A ma naissance, j’étais fée. Comme touz les bébéz. Je pouvais voler. Rêver. J’étais hors de l’abri noir de ma mère pour être dans la lumière arc-en-ciel de la vie. Le sentiment était enivrant, délivrant mais de courte durée. Parce que comme touz les féex et les bébéx, j’ai été assigné.
Fille.
Fini de jouer, fini de rêver, plus moyen de voler, les ailes m’ont été coupées. Respecter des règles et des normes. Etre sage, polie, gentille. Et encore sage, poli, gentille. Je voulais bien faire, je voulais bien plaire alors j’ai joué le jeu. Je n’avais pas d’évasion qu’à travers la télévision où je me permettais de rêver d’aventure. Aller avec les chevaliers du Zodiak sauver Athéna, où aider Sakura à retrouver les cartes.
Dans les livres aussi je trouvais ce refuge, ces mondes parallèles où je pouvais avoir de la force, du caractère, ne pas me laisser faire, avoir un corps puissant, sortir des rangs. Mais dans la vie tangible, je sentais les limites de l’imposition de cette assignation.
Une fois que j’ai plus ou moins compris ce que fille voulait dire, c’était déjà le temps d’être une femme. J’ai essayé aussi pas mal d’années. J’ai bien conformé mes rêves et attentes. Et puis y a un truc qui a bouilli dans le dedans. Je ne sais plus quelle a été la goutte exactement. Ça avait à voir avec les enfants. Et que j’ai compris que je pouvais choisir d’être maman. Qu’en fait y avait un choix à faire et je pouvais refuser. Ça m’a permis un premier pas vers ma liberté. Mon refus état d’abord verbal. Faire savoir à mon entourage que non merci, ça ne sera pas pour moi. Je voulais encore être femme même sans le déchirement de mes entrailles.
Et en même temps, le mot ne collait bien plus à ma peau. Je me reconnaissais de plus en plus comme une femelle mais une femme ? Peut-être parc que j’avais trop la rage de tous ces codes que j’avais bouffés, de toutes ces règles que j’avais respectées, de tous ces rêves que j’avais oubliés, de mon enfance qui me manquait tant. La joie de s’imaginer faire plein de choses, d’être fier.

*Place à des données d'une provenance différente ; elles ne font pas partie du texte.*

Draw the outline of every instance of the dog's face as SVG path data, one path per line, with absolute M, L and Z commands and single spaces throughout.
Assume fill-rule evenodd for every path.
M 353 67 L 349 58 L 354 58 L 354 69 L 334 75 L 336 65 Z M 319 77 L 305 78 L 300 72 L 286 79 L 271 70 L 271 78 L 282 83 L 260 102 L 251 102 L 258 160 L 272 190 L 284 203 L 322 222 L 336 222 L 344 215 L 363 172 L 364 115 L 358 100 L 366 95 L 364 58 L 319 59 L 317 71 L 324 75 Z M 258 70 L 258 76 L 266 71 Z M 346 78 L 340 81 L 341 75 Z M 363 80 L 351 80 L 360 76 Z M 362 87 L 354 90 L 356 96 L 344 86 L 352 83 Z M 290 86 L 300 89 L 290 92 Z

Alors là, ce choix-là, de ne pas être mère, j’l’ai gravé dans mes chairs. Comme une femelle, comme la licorne que je voulais être, j’ai stérilisé ma potentielle maternité. Je me suis permis de décider qui et comment je voulais être. Je reprenais les rennes. Je ne voulais plus que me plaire à moi. Tant pis pour les autres si ça ne plaisait pas.
J’affirmais de plus en plus que je me sentais femelle ou flamme mais clairement que femme je n’étais pas. Je n’en voulais plus de ça, de ce poids-là.
J’ai repris à nouveau ma faculté à rêver. De me donner des aider pour aller plus haut. De redevenir fée après tant d’années. Je revois la petite fille en moi et je la prends fort dans mes bras. J’ai envie de lui expliquer que plaire à d’autres, c’est une perte de temps. Une galère, une guerre que tu ne peux pas gagner. Y a aura toujours un truc à changer. J’ai envie de la féliciter, l’enqueerager à rêver, à assumer son identité, la fluidité qu’elle aura peut-être envie d’expérimenter. Lui expliquer que rien n’est figé.
Aujourd’hui, je me sens flamme. Je me sens S.A.L.O.P.E.S., guerriaire, fée, j’ai à nouveaux des ailes. Et si je suis toujours femelle, je suis hors de ma cage. Trop tard pour le domptage, j’ai trop donné, trop d’années, je vais vers ma nature sauvage.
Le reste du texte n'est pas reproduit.